Mind reading: Do brain scans foretell your baby's social skills?
MedicalXpress Breaking News-and-Events Feb 08, 2025
"A really big question that, at least I ask myself, is, 'How do we become who we are?'" University of Virginia psychology graduate student Olivia Allison said. New work she is conducting in UVA's Baby Lab is aiming to find an answer to that question.
It is homing in on recently published findings that found engagement in a part of babies' brains when viewing smiling or happy faces predicted more social behavior in toddlerhood.
Last year, Allison, along with Baby Lab director Tobias Grossman, analysed data previously collected at the Max Planck Institute for Human and Cognitive and Brain Sciences in Germany. The data included scans of a forward portion of the brain called the dorso-medial prefrontal cortex and questions posed to parents.
"They brought mothers and their infants into a lab space, and then they put a functional near-infrared spectroscopy cap on the baby's head," said Allison, a graduate student who analysed the data. "It's a noninvasive brain imaging method that uses light to measure brain activity."
The babies, aged 11 months, were shown human faces on a computer screen. Some were smiling and looking directly at the babies. Others were smiling, with averted eyes. Still, others were frowning and either looking at the babies or gazing away from them. The caps measure how much-oxygenated blood is in that region of the brain, which helps show what parts of the brain are functioning when the baby is watching certain things.

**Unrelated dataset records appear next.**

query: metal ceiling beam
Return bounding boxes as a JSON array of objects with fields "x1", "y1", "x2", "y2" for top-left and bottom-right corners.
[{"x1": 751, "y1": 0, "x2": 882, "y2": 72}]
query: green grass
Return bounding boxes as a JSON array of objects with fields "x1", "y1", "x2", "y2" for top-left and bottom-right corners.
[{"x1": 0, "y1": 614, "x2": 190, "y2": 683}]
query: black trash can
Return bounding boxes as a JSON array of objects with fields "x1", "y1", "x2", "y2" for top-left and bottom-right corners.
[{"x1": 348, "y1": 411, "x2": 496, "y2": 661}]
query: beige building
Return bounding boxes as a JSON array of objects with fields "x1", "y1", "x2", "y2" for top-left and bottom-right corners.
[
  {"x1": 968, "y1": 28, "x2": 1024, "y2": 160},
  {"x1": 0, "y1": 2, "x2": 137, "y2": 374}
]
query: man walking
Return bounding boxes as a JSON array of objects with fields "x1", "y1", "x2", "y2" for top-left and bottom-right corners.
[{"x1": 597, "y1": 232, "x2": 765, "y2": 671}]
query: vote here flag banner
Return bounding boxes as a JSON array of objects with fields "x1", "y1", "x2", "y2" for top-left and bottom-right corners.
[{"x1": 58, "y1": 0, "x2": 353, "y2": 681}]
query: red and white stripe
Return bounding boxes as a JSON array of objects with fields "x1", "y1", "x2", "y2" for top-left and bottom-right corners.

Allison said researchers later posed a series of questions to the parents when their children were 18 months old. Those included how often the toddlers interacted at large family gatherings and how much they enjoyed playing with different people.
The analysis, published in the journal Imaging Neuroscience, found a direct correlation between brain activity and ensuing social behaviour.
Today, Allison is in the Baby Lab looking at a neighbouring part of babies' brains with an even younger group of infants.
In late January, 3-month-old Heather, pink-cheeked, cooing and squealing away, arrived with her mother at the lab space in Gilmer Hall to participate in the new study.
After a soothing bottle session, Heather perched on a tabletop held by her mother, Megan Gilmer. They sat in front of a computer screen, watching video clips of moving faces, body parts like feet and legs and scenes.
"We hypothesise that the medial prefrontal cortex is going to have greater responses to the faces than objects, bodies and scenes," Allison explained. "We're doing this study with babies two months to 12 months old. That allows us to see how the social function of the medial prefrontal cortex changes over time across the first year of life.